Less than a year after the release of Elevator Days, The Backseat Lovers released their first full-length album, When We Were Friends. The album presents a polished version of the style the band established in its EP. The vocal and instrumental growth is clear from the first track. For the most part, the songs follow the formula of lowkey intros with minimal instrumentation followed by energetic second verses and choruses until the songs mellow out for a while before the end with bold guitar solos. This excellent formula creates dynamic tracks with actual highs and lows, a craft often overlooked in the modern scene, but by the end of the album, the course of each song is predictable within the first 30 seconds.

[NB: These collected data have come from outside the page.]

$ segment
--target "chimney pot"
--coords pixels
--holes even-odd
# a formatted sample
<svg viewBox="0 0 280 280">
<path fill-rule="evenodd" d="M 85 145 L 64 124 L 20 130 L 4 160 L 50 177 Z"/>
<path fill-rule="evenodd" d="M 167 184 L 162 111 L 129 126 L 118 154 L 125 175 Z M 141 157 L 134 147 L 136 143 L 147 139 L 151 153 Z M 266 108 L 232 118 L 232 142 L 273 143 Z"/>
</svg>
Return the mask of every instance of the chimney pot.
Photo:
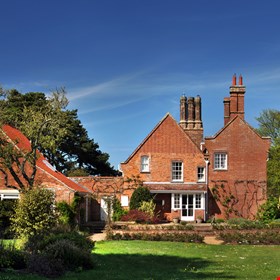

That minor criticism aside, When We Were Friends enthralls the listener while it maintains its style across distinctive songs. Harmon’s raw vocals against the cohesive instrumentation refresh the senses in an age of glossy overproduction. The inclusion of police sirens in Dugout and birds chirping in “Kilby Girl” produces an organic atmosphere for the listeners to feel a deeper connection to the music.


The band also knows the value of a well-placed guitar solo and simple, yet ear-catching, riffs from lead guitarist Jonas Swanson. At times, like on the track Watch Your Mouth, the guitar resembles Young The Giant’s self-titled album; at other times, the song possesses a sweet-tone vintage vibe, like the slower parts of Pool House.


The true charm of The Backseat Lovers is Joshua Harmon’s distinct voice. It resembles the voices of fellow on-the-rise indie rock artists Briston Maroney and Christian Leave, and country star Rascal Flatts. There’s a beautiful juxtaposition between his smooth drawls and the energetic grit of almost screams.


Aside from “Kilby Girl”, the album’s best songs are singles “Pool House” and Maple Syrup. “Pool House” presents a hazy 50s or 60s influence and the contrast of an extended guitar solo with full-sounding instrumentation. “Maple Syrup” deceives listeners with its upbeat progression. Lyrics like, “Your purple sweater’s sittin’ in my room / I tried to wear it but I knew that it would smell like you,” and the use of augmentation in the chorus reveal the darker reality of how Harmon’s ex haunts his daily life.


Aside from singles, Intuition has grown on me over time. Melancholic melodies and vocals about to break put listeners in the shoes of a jealous lover whose suspicions are confirmed. With three vocalists, I wish The Backseat Lovers would include more harmonies to mesmerize listeners more often.


The Backseat Lovers’ most recent release, 2020 single Heavy, is one of their best songs. Contrary motion from the lead guitar and piano melodies, where the notes move in different directions, distinguish “Heavy” as more intricate than previous tracks. It’s also a brilliant example of the band's use of dynamic variation to their advantage. The slow build to the eruption of the guitar solo leaves listeners in anticipation of what’s to come before the track fades out. The song’s use of the piano and more complex instrumentation reminds me that the group is still in its infancy, that its sound still needs time to mature.


As of March 11, The Backseat Lovers boast 1.5 million Spotify listeners each month, but their following on other social media platforms is lower with less than 20,000 Youtube subscribers and less than 40,000 Instagram followers. As of now, The Backseat Lovers are still independent, but at the rate their Spotify listeners grow, it’s only a matter of time until The Backseat Lovers become one the most popular indie bands of the 20s.